Kulze also notes that, ill-prepared as they are for even average accomplishments, privileged children are often saddled with unrealistic expectations for success.  The gulf between capabilities and expectations seems unbridgeable; no wonder that anything that dulls awareness of this huge discrepancy is appealing.  I particularly like the following sentence:  “Bereft of any authentic sense of self and the grit it takes to form one, and relentlessly pushed to socially defined ends, a privileged adolescence becomes the consummate breeding ground for self-harm, however unintended.”  I wish Kulze had elaborated on her point about the deficient sense of self in privileged adolescents.   Selves are developed though such processes as consistently receiving accurate feedback, testing oneself against some challenge, or interacting regularly with those who are different from oneself.  None of these things are likely to happen regularly among those who are coddled, protected, and given a sense of entitlement.

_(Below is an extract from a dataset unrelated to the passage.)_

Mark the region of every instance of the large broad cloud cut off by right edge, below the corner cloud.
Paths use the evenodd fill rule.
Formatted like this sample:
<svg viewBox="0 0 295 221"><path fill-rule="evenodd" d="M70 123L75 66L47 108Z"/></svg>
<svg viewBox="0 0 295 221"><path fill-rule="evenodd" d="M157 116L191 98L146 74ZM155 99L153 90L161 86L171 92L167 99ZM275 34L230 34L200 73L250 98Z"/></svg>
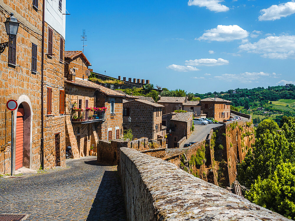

As a psychologist, I haven’t worked very much with privileged children, but I have seen a number of parents who raised their children by giving indiscriminate praise, providing a surfeit of material goods, and foregoing any meaningful standards for mature behavior.  In nearly every instance, when grown the children coped poorly with college, work, or relationships; many were substance abusers.  Having been taught that they weren’t to blame for anything, most learned little from repeated failures.  We don’t do our children any favors when we treat them like little princelings.